We found a common pattern for the 3 tools, during the tutorial. They deliver information in a very progressive way. The tasks board answers the questions:
  1. "how far are we done?". Glancing at the board gives you the info right away: GOOD -> many cards in the DONE column, BAD -> many cards in the TODO column (unless at the very beginning of the iteration of course,...)
  2. "how much exactly has been done?". Look at the expected/actual velocity
  3. "what has been done? / what remains to do". Reading the cards tells you what the developped features are
By the way, the exercise is a lot less futile when you have acceptance tests corresponding to each card and if they are green when the card is said to be done. But this is another story,...

The release board

This one is fairly simple. You just display the remaining cards of the milestone, sorted along the remaining iterations. In additions to the cards, you add the expected velocity of each iteration (and make it match to what you know you can do!).

The interesting part about the release board is that it tells you a story. It is like a storyboard of what's going to happen in the project. If done properly, you should understand the plot, the tension between the characters, an overall sense of coherence, and... the happy ending, of course!

I also found that this is a very good tool for the client to communicate with the developers. Most of the time, developers are so much engaged into their code that they end up lacking a vision for the overall product. The release board helps them getting the broader picture and to understand the customer priorities.

The burn-down (or burn-up!) chart

This one is the typical tool of the manager and illustrates a very fundamental point about "writing on the walls". On this chart (in a "burn-down" fashion), you display the stock of points to be developed at the beginning of the milestone, and after each iteration, you add a new point on the chart, showing that this stock is decreasing. So you have a more or less declining slope, made of several segments.

Then, by interpolating roughly, you draw a line that crosses the X axis, giving you a bold estimate of the release date for the whole product.

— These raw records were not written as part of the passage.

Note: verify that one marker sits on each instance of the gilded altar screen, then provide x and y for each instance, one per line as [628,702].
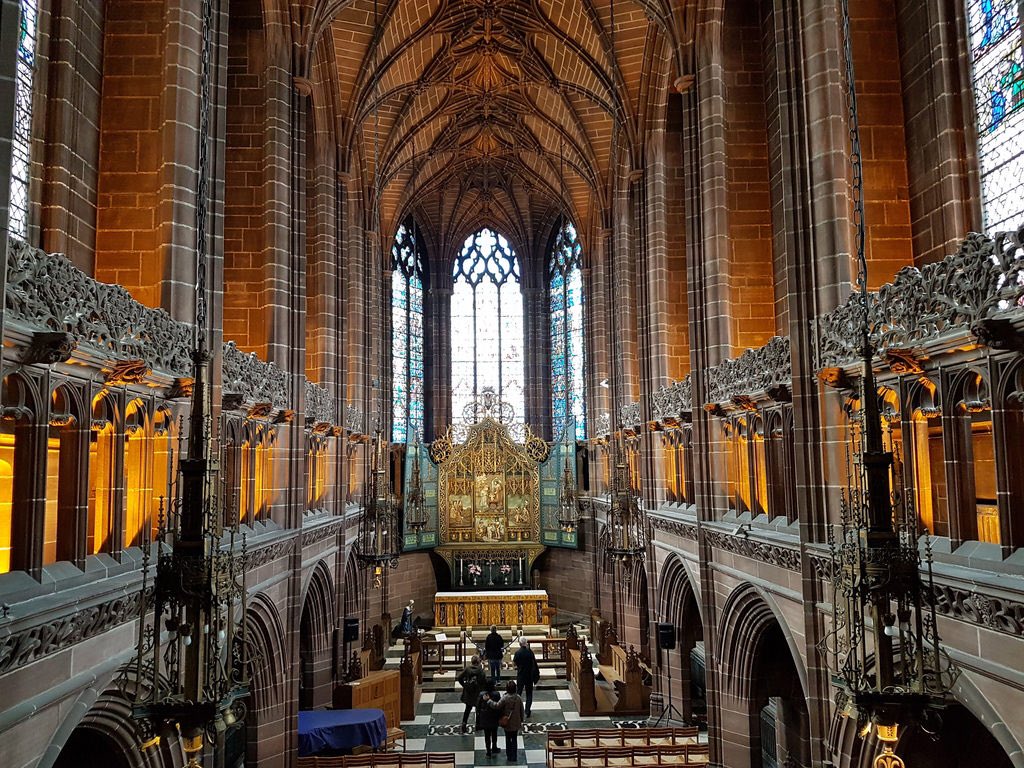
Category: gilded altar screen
[488,486]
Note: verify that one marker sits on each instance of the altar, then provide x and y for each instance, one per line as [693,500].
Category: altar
[482,608]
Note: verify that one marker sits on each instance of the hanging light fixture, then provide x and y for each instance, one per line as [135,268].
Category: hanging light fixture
[416,514]
[378,542]
[189,675]
[887,659]
[627,521]
[568,502]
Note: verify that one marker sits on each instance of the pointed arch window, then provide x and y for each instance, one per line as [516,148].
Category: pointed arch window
[25,75]
[486,323]
[565,297]
[407,336]
[997,71]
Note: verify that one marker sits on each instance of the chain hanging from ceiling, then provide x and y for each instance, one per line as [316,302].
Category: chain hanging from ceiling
[378,543]
[189,675]
[886,656]
[627,520]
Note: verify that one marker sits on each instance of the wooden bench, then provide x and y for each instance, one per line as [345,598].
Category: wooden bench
[629,678]
[383,760]
[410,684]
[622,737]
[690,756]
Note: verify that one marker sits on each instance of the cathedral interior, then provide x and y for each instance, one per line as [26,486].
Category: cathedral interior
[681,339]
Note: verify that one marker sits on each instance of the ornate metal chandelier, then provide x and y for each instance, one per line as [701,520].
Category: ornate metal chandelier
[378,543]
[568,502]
[627,522]
[189,675]
[887,659]
[416,514]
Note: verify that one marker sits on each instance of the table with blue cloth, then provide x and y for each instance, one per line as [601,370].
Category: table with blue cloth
[340,730]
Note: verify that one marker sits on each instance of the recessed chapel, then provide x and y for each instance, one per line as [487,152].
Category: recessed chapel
[487,382]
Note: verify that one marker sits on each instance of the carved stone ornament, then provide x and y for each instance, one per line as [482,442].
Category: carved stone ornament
[181,388]
[257,557]
[255,380]
[674,401]
[22,646]
[836,378]
[354,419]
[631,416]
[903,361]
[321,407]
[999,613]
[321,532]
[772,554]
[48,347]
[46,292]
[963,292]
[755,371]
[128,372]
[676,527]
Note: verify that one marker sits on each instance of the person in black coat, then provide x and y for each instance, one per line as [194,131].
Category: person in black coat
[472,680]
[510,706]
[527,672]
[494,651]
[486,717]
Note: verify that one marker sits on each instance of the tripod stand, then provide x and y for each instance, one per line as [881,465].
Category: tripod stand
[671,709]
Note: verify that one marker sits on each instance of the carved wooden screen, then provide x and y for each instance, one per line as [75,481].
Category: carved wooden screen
[488,487]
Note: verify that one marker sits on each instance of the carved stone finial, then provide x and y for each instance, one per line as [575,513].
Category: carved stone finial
[48,347]
[181,388]
[836,378]
[902,360]
[127,372]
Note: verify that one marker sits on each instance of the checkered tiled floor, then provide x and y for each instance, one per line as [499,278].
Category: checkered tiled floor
[438,721]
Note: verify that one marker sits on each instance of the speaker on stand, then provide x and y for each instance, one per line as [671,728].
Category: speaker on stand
[667,641]
[349,634]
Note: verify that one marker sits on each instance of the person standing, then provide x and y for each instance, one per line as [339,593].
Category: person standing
[494,651]
[510,719]
[472,680]
[486,717]
[527,672]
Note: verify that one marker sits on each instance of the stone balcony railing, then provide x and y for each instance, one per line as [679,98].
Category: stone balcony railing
[977,291]
[61,311]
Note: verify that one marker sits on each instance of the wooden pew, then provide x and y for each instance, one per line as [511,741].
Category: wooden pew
[382,760]
[682,756]
[410,684]
[623,737]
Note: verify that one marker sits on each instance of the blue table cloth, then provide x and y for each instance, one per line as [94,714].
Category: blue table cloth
[335,730]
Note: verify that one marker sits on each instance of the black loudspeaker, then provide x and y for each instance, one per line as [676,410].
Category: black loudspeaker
[666,636]
[351,630]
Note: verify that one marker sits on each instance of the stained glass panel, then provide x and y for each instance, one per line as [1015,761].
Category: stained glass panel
[407,337]
[486,323]
[997,59]
[22,140]
[565,303]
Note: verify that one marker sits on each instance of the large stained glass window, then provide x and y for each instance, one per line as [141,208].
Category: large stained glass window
[22,140]
[565,294]
[486,323]
[407,337]
[997,60]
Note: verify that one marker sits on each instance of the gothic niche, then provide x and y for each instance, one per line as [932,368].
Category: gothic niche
[488,503]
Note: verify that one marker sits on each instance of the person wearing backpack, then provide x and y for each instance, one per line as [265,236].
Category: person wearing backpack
[527,672]
[486,717]
[511,716]
[472,680]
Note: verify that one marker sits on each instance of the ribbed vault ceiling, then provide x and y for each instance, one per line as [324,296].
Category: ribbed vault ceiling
[499,112]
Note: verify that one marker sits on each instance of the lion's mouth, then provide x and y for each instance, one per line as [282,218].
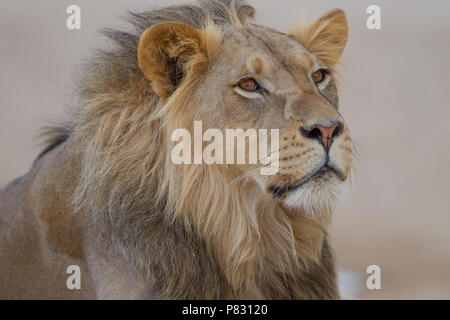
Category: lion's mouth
[279,191]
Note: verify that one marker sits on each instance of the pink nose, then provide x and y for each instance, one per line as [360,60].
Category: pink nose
[325,135]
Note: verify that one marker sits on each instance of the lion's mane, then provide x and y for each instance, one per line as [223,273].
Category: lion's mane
[187,229]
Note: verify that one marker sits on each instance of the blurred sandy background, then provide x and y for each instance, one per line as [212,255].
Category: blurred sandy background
[394,95]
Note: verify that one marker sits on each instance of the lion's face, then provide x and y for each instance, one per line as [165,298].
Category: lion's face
[288,88]
[263,79]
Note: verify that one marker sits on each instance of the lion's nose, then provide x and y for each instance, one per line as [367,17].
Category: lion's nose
[325,135]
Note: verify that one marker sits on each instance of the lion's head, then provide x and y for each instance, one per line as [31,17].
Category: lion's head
[208,63]
[247,76]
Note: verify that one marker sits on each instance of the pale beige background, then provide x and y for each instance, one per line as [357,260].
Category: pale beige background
[394,95]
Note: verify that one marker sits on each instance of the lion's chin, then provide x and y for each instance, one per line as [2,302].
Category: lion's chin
[315,196]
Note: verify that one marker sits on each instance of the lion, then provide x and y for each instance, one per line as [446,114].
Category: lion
[105,197]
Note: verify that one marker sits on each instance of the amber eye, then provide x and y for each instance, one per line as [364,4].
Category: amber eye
[318,76]
[249,84]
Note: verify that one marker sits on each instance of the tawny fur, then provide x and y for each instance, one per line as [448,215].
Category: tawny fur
[186,231]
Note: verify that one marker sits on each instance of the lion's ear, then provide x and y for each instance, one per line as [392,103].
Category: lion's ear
[326,37]
[165,52]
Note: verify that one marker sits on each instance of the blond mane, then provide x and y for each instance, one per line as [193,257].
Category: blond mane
[187,229]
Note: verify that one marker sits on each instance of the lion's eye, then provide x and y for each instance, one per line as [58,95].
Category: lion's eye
[249,84]
[318,76]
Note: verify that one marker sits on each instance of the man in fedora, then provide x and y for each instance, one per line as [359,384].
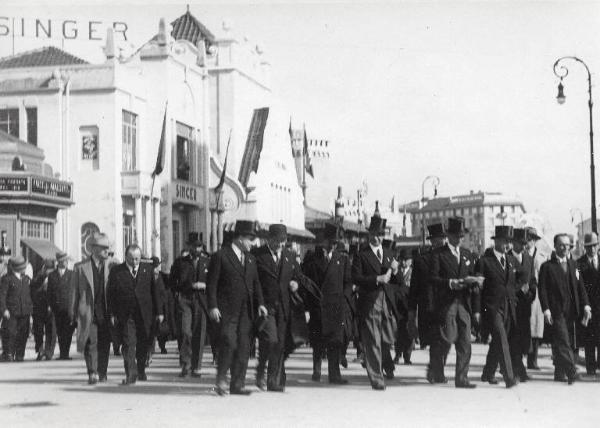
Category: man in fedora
[565,304]
[188,280]
[235,300]
[60,294]
[279,276]
[589,266]
[536,321]
[376,273]
[420,301]
[498,301]
[89,281]
[16,308]
[330,270]
[452,280]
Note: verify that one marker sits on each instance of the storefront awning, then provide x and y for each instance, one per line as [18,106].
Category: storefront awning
[44,249]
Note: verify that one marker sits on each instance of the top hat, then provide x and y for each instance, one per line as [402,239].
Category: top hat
[503,232]
[245,228]
[278,231]
[532,233]
[456,226]
[17,263]
[590,239]
[520,235]
[377,225]
[100,240]
[436,230]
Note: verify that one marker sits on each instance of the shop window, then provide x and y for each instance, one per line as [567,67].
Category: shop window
[32,125]
[9,121]
[130,124]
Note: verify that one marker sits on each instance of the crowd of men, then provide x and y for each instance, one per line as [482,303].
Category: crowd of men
[378,298]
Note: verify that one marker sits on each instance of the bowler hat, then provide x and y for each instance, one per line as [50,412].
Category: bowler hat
[377,225]
[520,235]
[17,263]
[436,230]
[278,231]
[503,232]
[590,239]
[100,240]
[456,226]
[244,228]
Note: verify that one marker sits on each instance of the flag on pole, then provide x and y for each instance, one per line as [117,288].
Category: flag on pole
[307,162]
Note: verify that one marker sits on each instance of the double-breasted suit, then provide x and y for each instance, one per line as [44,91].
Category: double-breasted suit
[234,289]
[378,309]
[453,309]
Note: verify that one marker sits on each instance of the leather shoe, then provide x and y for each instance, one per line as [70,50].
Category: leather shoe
[242,391]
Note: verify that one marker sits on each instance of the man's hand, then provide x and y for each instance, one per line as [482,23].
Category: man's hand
[214,314]
[199,285]
[262,311]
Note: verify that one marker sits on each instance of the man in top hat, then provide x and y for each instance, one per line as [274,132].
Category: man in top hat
[89,281]
[589,267]
[60,294]
[536,320]
[235,300]
[188,279]
[420,300]
[133,304]
[376,273]
[565,304]
[498,301]
[329,269]
[279,276]
[16,308]
[452,280]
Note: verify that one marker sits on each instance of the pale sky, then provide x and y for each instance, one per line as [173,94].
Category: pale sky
[462,90]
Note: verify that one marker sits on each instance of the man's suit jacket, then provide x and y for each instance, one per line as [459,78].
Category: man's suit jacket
[556,288]
[143,289]
[365,269]
[329,315]
[229,284]
[82,284]
[445,266]
[499,284]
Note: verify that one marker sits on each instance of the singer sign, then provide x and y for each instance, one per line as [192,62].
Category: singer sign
[67,29]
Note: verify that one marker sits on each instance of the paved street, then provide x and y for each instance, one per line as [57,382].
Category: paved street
[56,394]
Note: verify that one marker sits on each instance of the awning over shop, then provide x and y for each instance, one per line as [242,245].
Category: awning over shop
[44,249]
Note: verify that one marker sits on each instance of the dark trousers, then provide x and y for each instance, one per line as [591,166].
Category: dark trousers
[455,328]
[592,357]
[134,342]
[64,332]
[235,336]
[17,332]
[44,333]
[97,349]
[193,331]
[271,349]
[562,346]
[504,348]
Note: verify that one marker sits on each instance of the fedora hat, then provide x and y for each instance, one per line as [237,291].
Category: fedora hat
[590,239]
[278,231]
[456,226]
[244,228]
[17,263]
[503,232]
[436,230]
[100,240]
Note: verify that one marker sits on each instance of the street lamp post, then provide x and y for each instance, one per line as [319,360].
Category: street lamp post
[562,72]
[436,182]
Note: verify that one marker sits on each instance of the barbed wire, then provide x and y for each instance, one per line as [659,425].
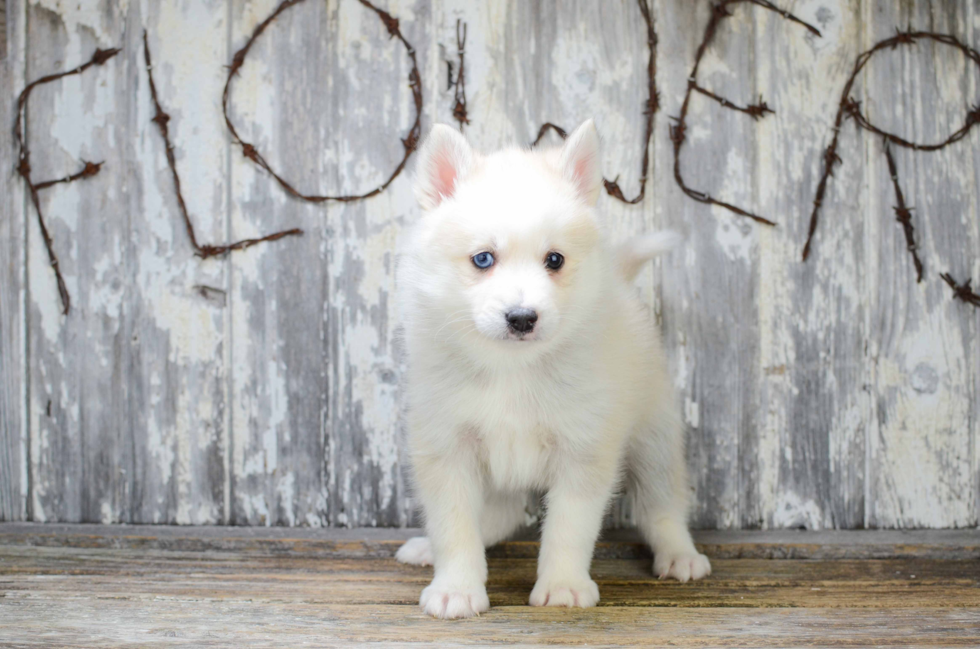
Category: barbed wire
[410,142]
[88,170]
[650,108]
[678,131]
[459,109]
[851,108]
[162,119]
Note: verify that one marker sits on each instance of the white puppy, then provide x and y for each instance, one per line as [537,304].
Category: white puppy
[531,367]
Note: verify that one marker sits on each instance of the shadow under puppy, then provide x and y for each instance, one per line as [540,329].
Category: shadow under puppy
[532,366]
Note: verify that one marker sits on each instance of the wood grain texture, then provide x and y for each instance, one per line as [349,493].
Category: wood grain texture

Now, what is a burn-up chart? Well, reality is not very linear. Every once and then new features or weird discoveries pop out, and your stock will be increasing. You can display things the other way around, showing that each iteration adds features and try to reach a "ceiling". Then, you can easily raise the ceiling bar if necessary. You will also be able to get an estimate of how much the ceiling is raised along a typical milestone and use this data for your next planning game (thanks Olivier for convincing me on that point!).

To sum it up, the burn charts give a graphical representation of the velocity of the team for a whole milestone and helps conveying the "are we done yet?" data on a large scale of time.

Oh, by the way, what was the fundamental point?

The fundamental point

The fundamental point is not "cool, everyone sees the project progress".

The fundamental point is "cool, everyone cannot help but see the project progress". Developers are facing their responsabilities of trying to maintain the best velocity (mark this word: maintain,...). And managers have to acknowledge that it takes time to deliver software.

Information is not only displayed but it imposes itself to everybody.